I don't have a floppy drive, but I downloaded the software onto a CD and set my BIOS to boot from CD/DVD drive by default; I ended up with a "set up hard drive" screen where the only drive detected by the software was my master drive. Wah.
Next time, I'm gonna stick with Western Digital, I think. Yikes.
You know, I totally missed that Seth Green was in it until someone elsewhere mentioned it.
Oooh, I missed that too. Donnie Osmond is awesome doing the Numfar dance.
Thanks for the links, Kalshane. Heh. Scary is write. I don't think I want to fiddle with the pins, unless the Maxtor people refuse to give me refund or something like that.
Yeah, I'm fairly comfortable with tinkering with my computer, but I draw the line at making mechanical changes to the hardware. I'm sorry the software the other guy suggested didn't work for you.
I would also check with your motherboard manufacturer to make sure what size hard drives it supports, and whether you need to update your BIOS to manage drives of a certain size.

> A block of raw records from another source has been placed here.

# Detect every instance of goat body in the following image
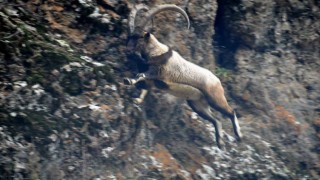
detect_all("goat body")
[124,5,242,148]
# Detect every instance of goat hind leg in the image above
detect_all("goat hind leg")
[230,111,242,141]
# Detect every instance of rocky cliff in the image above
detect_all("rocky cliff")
[0,0,320,180]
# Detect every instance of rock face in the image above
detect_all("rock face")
[0,0,320,179]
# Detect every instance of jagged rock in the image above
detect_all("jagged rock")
[0,0,320,179]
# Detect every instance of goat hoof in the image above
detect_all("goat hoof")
[133,98,142,104]
[136,73,146,79]
[123,78,132,85]
[217,140,226,151]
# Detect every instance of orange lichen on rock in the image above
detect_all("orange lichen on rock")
[276,106,296,125]
[150,144,189,179]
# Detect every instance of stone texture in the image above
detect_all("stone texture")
[0,0,320,179]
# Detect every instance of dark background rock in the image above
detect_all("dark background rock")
[0,0,320,179]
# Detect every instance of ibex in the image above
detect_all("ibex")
[124,4,242,148]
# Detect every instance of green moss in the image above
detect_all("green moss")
[94,66,117,84]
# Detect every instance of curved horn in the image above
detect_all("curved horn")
[128,4,149,34]
[141,4,190,29]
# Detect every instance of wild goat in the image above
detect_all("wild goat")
[124,4,242,148]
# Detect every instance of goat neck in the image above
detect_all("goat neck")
[144,34,172,64]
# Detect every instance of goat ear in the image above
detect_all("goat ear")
[144,32,150,40]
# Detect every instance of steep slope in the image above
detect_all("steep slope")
[0,0,320,179]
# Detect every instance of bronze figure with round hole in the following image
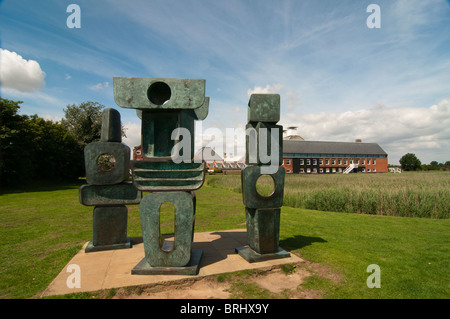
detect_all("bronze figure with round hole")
[79,108,142,252]
[113,77,209,275]
[236,94,290,262]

It's extremely unlikely that a motherboard with SATA support won't support a 300GB drive. I'd say if it is any trouble to check the motherboard then you'd be pretty safe to assume it can handle the size of the drive.
Yeah. The motherboard is SATA-ready and handles my 250GB master drive fine. I tried connecting the new HD to the primary SATA connector as well -- same thing happened. I got me a bum HD, I think. Or maybe it's that 11-pin thingamabob they talked about, but I can't be arsed to fiddle with it beyond what I already did. Feh.
Right, SATA. Duh.
I did some more digging around and someone else said they fixed their problem with their Maxtor 300GB by turning off Auto Detect in the BIOS on all drive channels they didn't have a drive connected to. Quick and easy and might be worth a shot.
PHP question: I've got a multi-dimensional associative array. Is there a simple compact way (i.e. without a foreach loop) to sum all the values of a key in the second dimension across all the arrays in the first dimension?
My multi-dimensional array is made up of a group of arrays, each representing a product for sale. Within each of these array are keys like "quantity", "cost", "item_name", etc. I want to be able to (for example) sum up the total number of items being ordered. I'd hoped that syntax such as array_sum($data[]["quantity"]) would work, but it doesn't. Any suggestions?
Can some of y'all go here and tell me if you see the site? I'm trying to find out how much the dns has propagated.
(I'll probably delete this later.)
(I just deleted the link.)
It's gotten to my neck of the Interwoods.
I can see it way up here where I am.